EZGİ TÜRKMEN-YEŞİM DİKİCİ ORHAN
Danıştay kararına konu uyuşmazlık, benzin ve elektrik motoru bulunan bir aracın ÖTV oranının, mevzuat çerçevesinde yüzde 10 mu, yoksa yüzde 80 mi uygulanacağının tespitine ilişkindir.
Bu makalemizde, ÖTV oranının tespiti bakımından ortaya çıkan bir uyuşmazlıkta, yüksek oran üzerinden ödenen vergilerin iadesi talebinin 213 sayılı Vergi Usul Kanunu’nda düzenlenen düzeltme-şikâyet yolu işletilerek yapılıp yapılamayacağı konusunda Danıştay Vergi Dava Daireleri Kurulu’nun 22/10/2025 tarihli ve E.2025/16 ve K.2025/18 sayılı kararı kısaca değerlendirilmiştir. Karar, vergi hatası kavramının sınırlarını, düzeltme–şikâyet yolunun fonksiyonunu ve vergi uyuşmazlıkları bakımından “açık hata” ile “hukuki yorum” ayrımını ortaya koymak bakımından önem taşımaktadır.
Karara konu uyuşmazlık, benzin ve elektrik motoru bulunan bir aracın ÖTV oranının, mevzuat çerçevesinde yüzde 10 mu, yoksa yüzde 80 mi uygulanacağının tespitine ilişkindir. Davacılar, araçlarının fiilen yalnızca elektrik motoruyla hareket ettiği gerekçesiyle yüzde 10 oranının uygulanması gerektiğini, bu bağlamda fazla ödenen ÖTV ve buna bağlı KDV’nin iadesinin ise VUK’taki düzeltme–şikâyet mekanizmasıyla sağlanabileceğini ileri sürmüştür.

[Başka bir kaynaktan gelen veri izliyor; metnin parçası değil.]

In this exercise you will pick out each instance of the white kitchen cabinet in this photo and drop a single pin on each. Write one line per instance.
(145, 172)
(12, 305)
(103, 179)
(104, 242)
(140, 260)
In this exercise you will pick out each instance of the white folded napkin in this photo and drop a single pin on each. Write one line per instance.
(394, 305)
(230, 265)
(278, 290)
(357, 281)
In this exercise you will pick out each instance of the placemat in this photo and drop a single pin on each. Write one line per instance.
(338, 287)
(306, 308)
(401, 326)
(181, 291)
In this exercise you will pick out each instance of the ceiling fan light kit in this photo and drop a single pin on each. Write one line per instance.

Bu tartışmalar çerçevesinde ihtilafın karara bağlandığı Bölge İdare Mahkemeleri (BİM) kararları arasında aykırılık oluşmuştur. Örneğin, İstanbul BİM, konunun teknik tespit ve hukuki yorum gerektirdiği, bu nedenle düzeltme–şikâyet yolunun kapsamı dışında kaldığı yönünde kararlar tesis etmişken; Ankara BİM ise aracı “sadece elektrik motorlu” kategorisinde değerlendirerek idarece yüzde 80 oranının uygulanmasını açık bir vergilendirme hatası olarak saymış ve iade talebinin düzeltme–şikâyet kapsamında yapılabileceği yönünde karar tesis etmiştir.

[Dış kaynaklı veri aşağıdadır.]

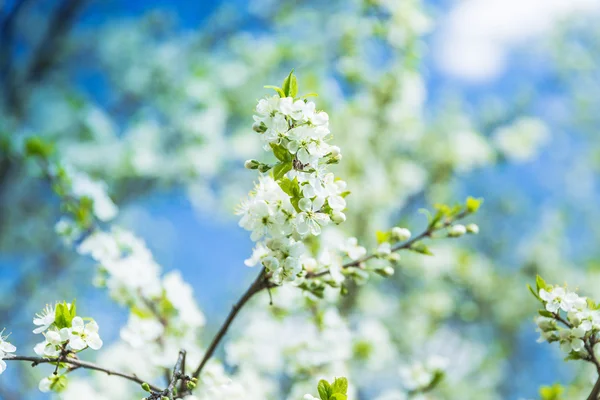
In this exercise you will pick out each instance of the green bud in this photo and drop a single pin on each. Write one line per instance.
(264, 168)
(457, 230)
(191, 385)
(386, 272)
(251, 164)
(259, 127)
(400, 234)
(472, 229)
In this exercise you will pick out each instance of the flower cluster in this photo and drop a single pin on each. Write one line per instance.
(567, 318)
(300, 196)
(5, 349)
(64, 332)
(337, 390)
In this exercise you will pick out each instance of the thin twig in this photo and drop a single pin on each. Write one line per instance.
(260, 283)
(263, 282)
(595, 391)
(402, 246)
(80, 364)
(177, 373)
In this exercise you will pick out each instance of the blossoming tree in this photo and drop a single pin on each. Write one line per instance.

Uyuşmazlıktaki usulün temelini oluşturan VUK’un düzeltme ve şikayet hükümlerine baktığımızda, VUK md.116 ve devamında vergi ve vergilendirme hataları (hesap, miktar, mükerrerlik, mükellefin şahsında, mükellefiyette, mevzu ve dönemde hata) sayılmış, akabinde md.122’de de mükellefin vergi düzeltmesini vergi dairesinden istemesi, red halinde şikâyet yoluyla üst makama başvuru imkânı düzenlenmiştir. Düzeltme–şikâyet yolu, niteliği itibarıyla açık ve tereddüde yer bırakmayan vergi hatalarının, dava açma süresi geçse dahi, zamanaşımı içinde idari ya da yargı yoluyla giderilmesine hizmet etmektedir. Buna karşılık, maddi olguların tespiti ile mevzuatın yorum ve uygulanmasını gerektiren, hukuki nitelendirme ihtilafları düzeltme–şikâyet kapsamında değil, doğrudan dava konusu edilmesi gereken vergilendirme işlemi çerçevesinde çözümlenebilecektir.

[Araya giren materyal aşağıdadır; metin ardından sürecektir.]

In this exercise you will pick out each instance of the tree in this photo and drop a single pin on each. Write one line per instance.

VDDK, somut olayda önüne gelen bu uyuşmazlıkta, yukarıda belirttiğimiz ayırıma vurgu yaparak, düzeltme–şikâyet yoluna başvurulabilmesi için ileri sürülen hatanın, VUK m.3’teki yorum ilkelerine başvurmadan ilk bakışta saptanabilecek açıklıkta olması gerektiğini; teknik inceleme ve norm yorumuna ihtiyaç gösteren uyuşmazlıkların “açık vergi hatası” kategorisine girmeyeceğini vurgulamıştır.
Sonuç ve değerlendirmemiz:
VDDK’nın E.2025/16, K.2025/18 sayılı kararı, düzeltme–şikâyet yolunun kapsamını “açık vergi hatası” ile sınırlayan yerleşik çizgiyi, hibrit/elektrikli araçların ÖTV oranlamasına uyarlayarak bir kez daha ortaya koymuştur. Dava konusu olay özelinde olduğu gibi, uyuşmazlık konusu olayın çözümü, teknik ve hukuki değerlendirme içerdiği ölçüde, fazla ödenen verginin iadesi taleplerinin düzeltme–şikâyet yolu işletilmek yerine ihtirazi kayıtla beyan üzerine doğrudan yargı yoluna başvurulması olası usul risklerini en aza indirgeyecektir. Bu bağlamda, Karar yargılama usul hukuku bakımından uygulamaya yön verir niteliktedir ve bu türden bir uyuşmazlıkla karşı karşıya kalan mükelleflerin süre yönetimi ile yargıya başvuru stratejilerinde dikkatli bir planlamayı zorunlu kılmaktadır.